How to improve Reliability in the cloud?

9 minute read

Did you get a phone call from your customer saying they want to improve their application reliability while you move their workload to the cloud? If yes then continue reading this article. I will use Microsoft Azure to explain the Reliability concept and its improvement steps. You can certainly do the same in Google Cloud or Amazon AWS.

What is Reliability?

Well reliability is a derived concept. Basically you want your application to be available for your customer. Also you should ask what latency is acceptable for your application. If your application is slower or normal, your application users should not keep retrying to finish any transaction. How should your application fidelity be while your application is slow and not rendering properly. So in order to define reliability of your application you have to answer how much your application should be Available and what is your Latency that you want for your application.

Reliability = Availability + Latency

So basically reliability is something your Business has to define. You must talk to your customer and understand what kind of business they are running, what problem they want to solve, who are the target users for the application.
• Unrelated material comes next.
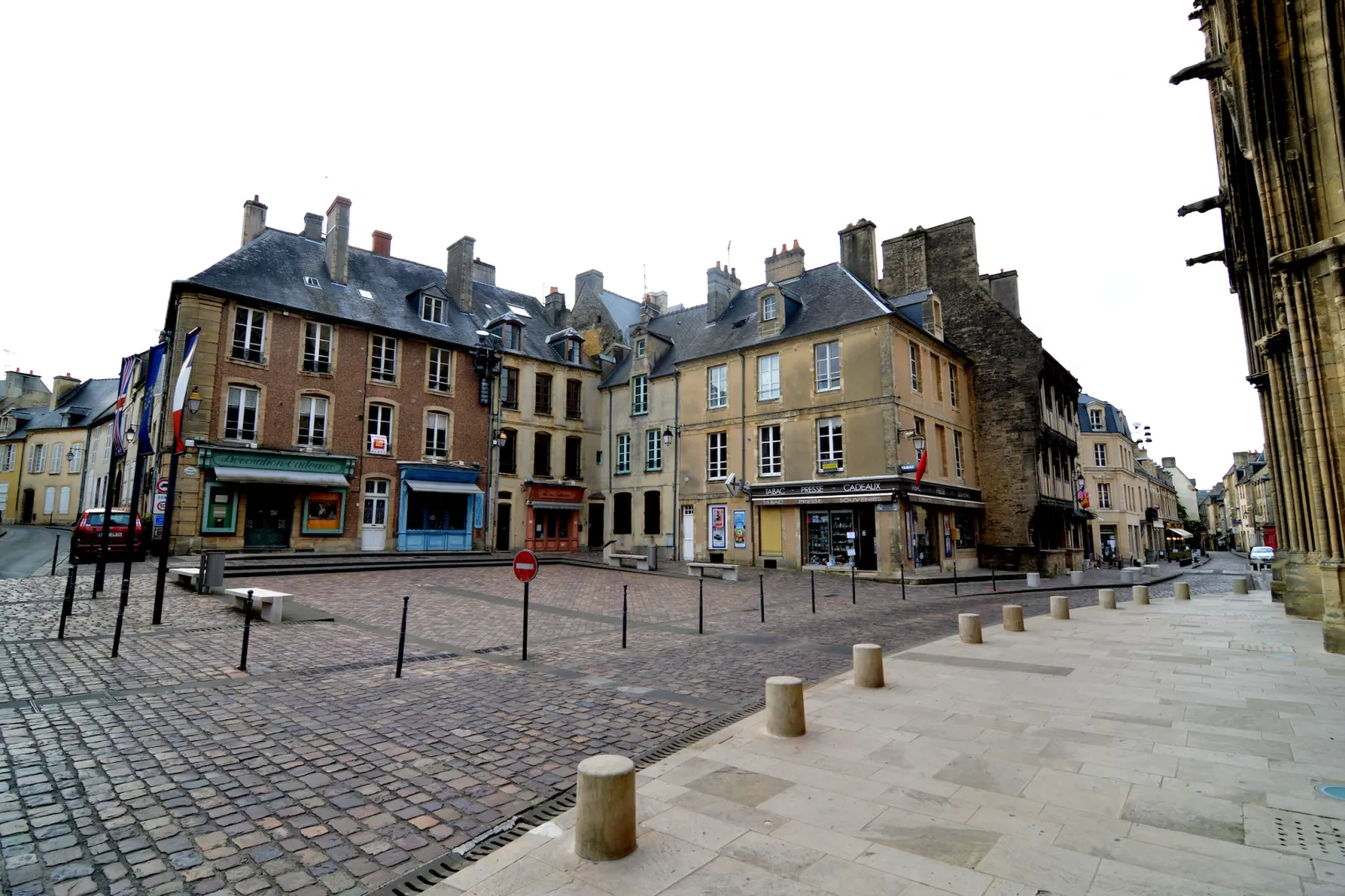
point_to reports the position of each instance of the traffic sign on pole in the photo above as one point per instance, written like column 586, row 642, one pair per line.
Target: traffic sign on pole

How to increase Reliability?

Reliability of your workload is a shared responsibility between you and your cloud provider. Platform Reliability such as datacenter, network and other hardware infrastructure is your cloud provider responsibility. However, application reliability is customer responsibility.

In order to increase application reliability you must do below:

  1. Choosing and Configuring correct cloud building blocks.
  2. Your application must be cloud aware. Like your code should have Retry logic to make sure that application is handling transient failures which is common in the cloud.

Right Building Blocks to increase Reliability

Make sure you choose the right infrastructure building blocks in the cloud to protect their reliability impacts. You have to isolate the concerns and identify them like below:

  • Isolated VM failure such as OS, disk HDD(hard disk drive)  issue.
  • Hardware failure such as server rack issues.
  • Entire datacenter failure such as power/network issues.
  • Entire Region failure such as natural disasters.

In order to protect VM disk and OS issues you need to use Premium Storage from Azure Cloud. To protect from hardware failure you must create a VM inside the Availability sets. To protect from entire data center failure you must consider deploying your workload in multiple Availability Zones. Also to protect from natural disasters make sure you deploy your workload in another region as well. So in summary you have to choose correct building blocks as per your requirement to improve reliability.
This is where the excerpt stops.